When Cruz Castillo graduated from the MFA programme at the University of California, Los Angeles last June, he packed up and drove back to his home city of Detroit. His thesis project—what should have been the culmination of two years of work—remained in university storage, where it still is today, in pieces and never realised.
It has been a tumultuous year for arts graduate students, with studios inaccessible, thesis shows cancelled and staff and budget cuts. A year on from the onset of the Covid-19 pandemic, art students report dwindling opportunities, adding greater uncertainty to an already precarious vocation. Some, however, have enjoyed successes—with curators suddenly accessible over the internet and commercial galleries stepping in to help—so it is a complex picture.
Graduating from art school is daunting at the best of times, and when Castillo realised he would finish with no thesis exhibition or body of work to show for it, his morale plummeted. “Creatively, it was a big motivation-killer for me,” he says. “An MFA programme is an emotional rollercoaster and a psychological mindfuck—to do all that work and then end on that note was really discouraging. I didn’t want to do anything.” Castillo had applied for teaching jobs and residencies—but all were scrapped as the world shut down. So he found work in Detroit, cleaning alleyways and cutting down trees. He has made just one work of art in the past 12 months.
The experiences of graduates in Covid-19 times range dramatically, but the Instagram account SadGrads2020, founded by the artist Jody Mulvey, testifies to the heartache experienced by UK graduates denied the launch pad that art schools promise.
“Losing your degree show can make it feel as if your entire career is doomed,” Mulvey says. “Degree shows are a huge way in which artists can network and ultimately create opportunities that can define their future... They also give you finalised work which you can use in applications.”
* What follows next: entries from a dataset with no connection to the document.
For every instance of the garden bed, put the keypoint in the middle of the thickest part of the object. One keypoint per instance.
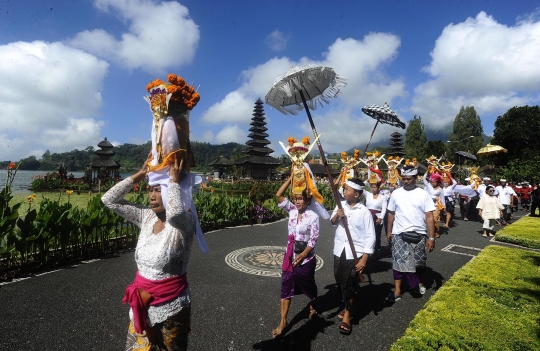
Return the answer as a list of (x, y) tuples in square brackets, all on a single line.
[(524, 232), (492, 303)]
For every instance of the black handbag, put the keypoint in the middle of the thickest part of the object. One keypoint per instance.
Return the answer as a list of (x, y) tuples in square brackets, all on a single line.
[(299, 246), (411, 237)]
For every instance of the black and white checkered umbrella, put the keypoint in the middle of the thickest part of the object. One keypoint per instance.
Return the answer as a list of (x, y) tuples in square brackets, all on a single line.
[(383, 114)]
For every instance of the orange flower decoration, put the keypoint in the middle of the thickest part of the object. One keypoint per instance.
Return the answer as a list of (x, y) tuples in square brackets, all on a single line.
[(180, 90)]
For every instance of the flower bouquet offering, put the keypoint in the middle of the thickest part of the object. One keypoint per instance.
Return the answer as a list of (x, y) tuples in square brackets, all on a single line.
[(170, 104), (349, 164), (302, 176)]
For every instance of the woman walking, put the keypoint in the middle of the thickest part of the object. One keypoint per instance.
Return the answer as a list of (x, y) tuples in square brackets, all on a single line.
[(490, 209), (298, 268), (160, 297)]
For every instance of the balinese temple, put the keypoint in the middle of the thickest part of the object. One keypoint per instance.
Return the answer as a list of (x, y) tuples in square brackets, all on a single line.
[(103, 167), (221, 166), (396, 145), (258, 164)]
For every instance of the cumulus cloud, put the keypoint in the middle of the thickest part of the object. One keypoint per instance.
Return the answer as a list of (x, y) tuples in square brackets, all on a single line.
[(343, 129), (360, 61), (482, 63), (231, 133), (277, 41), (50, 96), (160, 35)]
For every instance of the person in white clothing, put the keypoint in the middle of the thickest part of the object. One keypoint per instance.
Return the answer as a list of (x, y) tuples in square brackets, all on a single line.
[(435, 191), (490, 209), (362, 230), (506, 197), (376, 204), (448, 192), (411, 230)]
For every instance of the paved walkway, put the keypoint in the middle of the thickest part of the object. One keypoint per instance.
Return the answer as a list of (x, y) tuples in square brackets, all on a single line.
[(79, 308)]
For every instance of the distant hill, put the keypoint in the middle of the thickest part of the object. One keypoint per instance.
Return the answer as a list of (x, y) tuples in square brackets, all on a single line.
[(130, 156)]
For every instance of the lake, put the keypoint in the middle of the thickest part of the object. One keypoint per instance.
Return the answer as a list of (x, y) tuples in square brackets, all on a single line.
[(23, 179)]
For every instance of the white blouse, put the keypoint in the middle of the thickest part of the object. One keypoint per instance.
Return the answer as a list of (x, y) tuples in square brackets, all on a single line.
[(162, 255)]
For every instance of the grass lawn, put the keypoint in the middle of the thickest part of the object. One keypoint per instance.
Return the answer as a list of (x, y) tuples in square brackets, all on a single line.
[(77, 200), (491, 303), (524, 232)]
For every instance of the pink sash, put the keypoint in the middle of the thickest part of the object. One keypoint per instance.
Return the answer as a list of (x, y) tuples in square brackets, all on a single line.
[(161, 290)]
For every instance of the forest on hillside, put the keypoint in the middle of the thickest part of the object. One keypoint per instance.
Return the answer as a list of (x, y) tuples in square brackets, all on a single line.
[(130, 156)]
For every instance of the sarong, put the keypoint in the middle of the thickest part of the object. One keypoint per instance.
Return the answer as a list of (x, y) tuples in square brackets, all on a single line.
[(406, 257), (170, 335), (346, 277), (300, 280)]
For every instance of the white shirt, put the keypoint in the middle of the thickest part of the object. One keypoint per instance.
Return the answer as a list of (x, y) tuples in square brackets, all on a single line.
[(378, 204), (482, 190), (504, 194), (410, 207), (361, 228)]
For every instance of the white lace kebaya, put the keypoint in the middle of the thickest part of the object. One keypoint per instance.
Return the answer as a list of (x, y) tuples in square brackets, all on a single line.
[(161, 255)]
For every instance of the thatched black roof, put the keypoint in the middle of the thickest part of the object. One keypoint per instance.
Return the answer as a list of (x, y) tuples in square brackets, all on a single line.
[(257, 160), (222, 161)]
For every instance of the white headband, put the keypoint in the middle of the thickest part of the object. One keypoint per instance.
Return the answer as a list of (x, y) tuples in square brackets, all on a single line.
[(409, 172), (354, 185)]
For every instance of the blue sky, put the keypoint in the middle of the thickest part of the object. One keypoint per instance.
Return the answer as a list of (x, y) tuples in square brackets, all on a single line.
[(73, 73)]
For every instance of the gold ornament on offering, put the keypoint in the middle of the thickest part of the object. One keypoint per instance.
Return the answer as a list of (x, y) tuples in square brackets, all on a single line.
[(170, 104)]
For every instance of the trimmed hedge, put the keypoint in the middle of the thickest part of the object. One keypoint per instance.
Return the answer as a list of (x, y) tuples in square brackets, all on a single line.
[(492, 303), (524, 232)]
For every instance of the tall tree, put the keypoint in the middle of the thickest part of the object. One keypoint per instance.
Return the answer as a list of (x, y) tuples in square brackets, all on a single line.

Yet while their education has been anticlimactic, some say their careers have been unaffected. Paulina Fi, who did a takeover of SadGrads last year, was frustrated with Goldsmiths, London, which has been roiled by staff cuts and strikes. But Goldsmiths pulled together a thesis exhibition, albeit in Fi’s eyes a “messy” one, and her work was featured in the Saatchi graduate show last summer. Other opportunities have since come to her through the VIA arts prize and the UK Mexican Arts Society.
Miguel Payano, a graduate of Hunter College, New York, also benefited from a thesis show collaboration with a commercial gallery; Hauser & Wirth hosted the online component on its website in the autumn. Payano has been “unashamed” to ask curators he admires to do online studio visits—a tactic that has been 90% successful. Hunter’s in-person thesis show also paid dividends: the Manhattan dealer, Charles Moffett, gave Payano a solo exhibition after visiting. Payano is 40 years old with 15 years as a practicing artist—not the archetypal MFA student. Still, his case illustrates the potential that thesis exhibitions normally offer.
Without a degree show, says Caroline Douglas, the director of the UK’s Contemporary Art Society, “there isn’t this catapult moment for some of the students who are plucked out of the degree show and given a contract with a gallery and their career takes off”. Douglas notes, though, that art school staff have remarked on how “energetic, self-organising and entrepreneurial this generation is”.
Glasgow School of Art graduate Benjamin Hall is a case in point. Last year, he led the build of a 3D, downloadable gamer version of a thesis show featuring the work of 136 fine art and design students amid what he describes as the almost total evaporation of institutional support from the school throughout the lockdown. The show was downloaded 1,500 times over two weeks—more than the number of people who would have attended the physical degree show. Hall has since had a steady stream of arts opportunities, albeit modestly paid, and suspects visibility from the virtual thesis show may have helped.
Therein lies one silver lining: a greater fluency in digital media has made larger audiences accessible. Julie Lomax, the chief executive of The Artists Information Company, has been advising students to build ambitious, international invitation lists for online thesis shows. “The wish list is possibly within reach now,” she says.
This is a daunting time to embark on an art career. Yet several students say that even if resumé-building opportunities are hard to come by (and university support scant), their conviction as artists has only grown. One MFA student at Yale School of Art, who wishes to remain anonymous, reports that while she and her classmates are emotionally drained from the past year, they are more dedicated. “We’re so isolated that I think we’re more focused than ever before,” she says. “We all know how bad it feels not to have any access to anything.”
Taylor Laufersweiler, another graduate from Hunter College, says that the lockdown brought a welcome period of concentration, even if it meant making art on his kitchen table while furloughed from his coffee shop job. “I was able to stop and focus,” he says. “Because everything was on pause, I felt a different kind of freedom with my work. I didn’t have all the outside voices of school and everything going on.”
But a few months on from his thesis show, Laufersweiler is despondent. Several residencies he hoped to apply for are now closed due to the pandemic. “The space of the art world feels so inaccessible,” he says. But he is still committed to being an artist. “Before all this happened, I really questioned what I was doing and why I was doing it” he says. “This entire experience reinforced exactly why I chose to do what I’m doing. I found a different feeling of making the work—it becomes a place of meditation, of escape.”